Brasilia, EFE. Los movimientos sociales que convocaron las protestas que en los últimos días sacudieron a Brasil anunciaron nuevas manifestaciones para hoy en Sao Paulo y afirmaron que "no dejarán las calles" hasta que se revoque un polémico aumento del precio del transporte público.

"El destino es claro, único, objetivo y específico: revocar el aumento", anunció el movimiento Pase Libre de Sao Paulo, nacido en las universidades y que ha encabezado las protestas que comenzaron en esa ciudad hace más de una semana y se han extendido por todo el país.

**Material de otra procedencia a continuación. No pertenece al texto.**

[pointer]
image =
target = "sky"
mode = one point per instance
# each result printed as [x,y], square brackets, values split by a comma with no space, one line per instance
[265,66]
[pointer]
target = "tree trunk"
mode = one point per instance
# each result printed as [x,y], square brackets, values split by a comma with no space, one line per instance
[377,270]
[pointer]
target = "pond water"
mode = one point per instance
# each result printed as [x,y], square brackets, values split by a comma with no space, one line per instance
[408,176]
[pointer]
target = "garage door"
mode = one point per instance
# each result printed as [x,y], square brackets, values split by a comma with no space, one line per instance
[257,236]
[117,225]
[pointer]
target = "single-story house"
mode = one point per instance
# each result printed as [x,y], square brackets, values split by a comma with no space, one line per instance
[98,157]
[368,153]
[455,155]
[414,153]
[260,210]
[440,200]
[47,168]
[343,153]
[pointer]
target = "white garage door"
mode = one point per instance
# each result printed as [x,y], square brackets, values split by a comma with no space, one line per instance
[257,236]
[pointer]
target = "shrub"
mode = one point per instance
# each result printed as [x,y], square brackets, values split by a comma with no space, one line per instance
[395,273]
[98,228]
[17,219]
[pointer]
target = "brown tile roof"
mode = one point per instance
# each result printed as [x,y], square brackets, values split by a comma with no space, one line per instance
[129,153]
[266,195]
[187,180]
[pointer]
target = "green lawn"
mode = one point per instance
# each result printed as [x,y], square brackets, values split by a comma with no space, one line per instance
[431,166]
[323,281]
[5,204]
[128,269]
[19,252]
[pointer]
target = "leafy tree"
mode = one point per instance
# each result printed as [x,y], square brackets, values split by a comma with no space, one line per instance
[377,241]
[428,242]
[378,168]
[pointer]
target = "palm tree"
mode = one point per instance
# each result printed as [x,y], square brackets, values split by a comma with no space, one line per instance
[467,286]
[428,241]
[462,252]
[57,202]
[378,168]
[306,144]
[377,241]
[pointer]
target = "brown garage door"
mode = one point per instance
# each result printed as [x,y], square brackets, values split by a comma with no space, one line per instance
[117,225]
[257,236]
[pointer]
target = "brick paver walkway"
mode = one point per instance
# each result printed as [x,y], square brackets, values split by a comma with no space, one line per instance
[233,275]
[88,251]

Para la protesta convocada este martes en Sao Paulo, los organizadores, informaron de que han confirmado la presencia de unas 120.000 personas, una cifra que duplica el número de manifestantes que la propia policía calculó que se manifestaron en esa ciudad este lunes.

Según las autoridades, unas 250.000 personas tomaron las calles de decenas de ciudades este lunes para protestar inicialmente contra el alza de los pasajes y el gasto público en eventos deportivos, como la Copa Confederaciones de fútbol, que organiza la FIFA.

Sin embargo, las manifestaciones demostraron que la protesta de los brasileños también apunta a la pésima calidad de los servicios, la corrupción, la inflación, la violencia policial y un sinnúmero de asuntos, que revelan un malestar social generalizado que hasta ahora no se expresaba.

Las protestas de este lunes han sido consideradas las mayores registradas en el país desde 1992.

Las protestas de este lunes han sido consideradas las mayores registradas en el país desde 1992, cuando una movilización popular de dimensiones similares contribuyó a la caída del gobierno del entonces presidente Fernando Collor de Melo, quien dimitió en medio de un sonado escándalo de corrupción.

La jefa de Estado, Dilma Rousseff, aún no ha hablado en persona de forma pública sobre las protestas, que según admitió el ministro de la Secretaría de la Presidencia, Gilberto Carvalho, han tomado "por sorpresa" al Gobierno.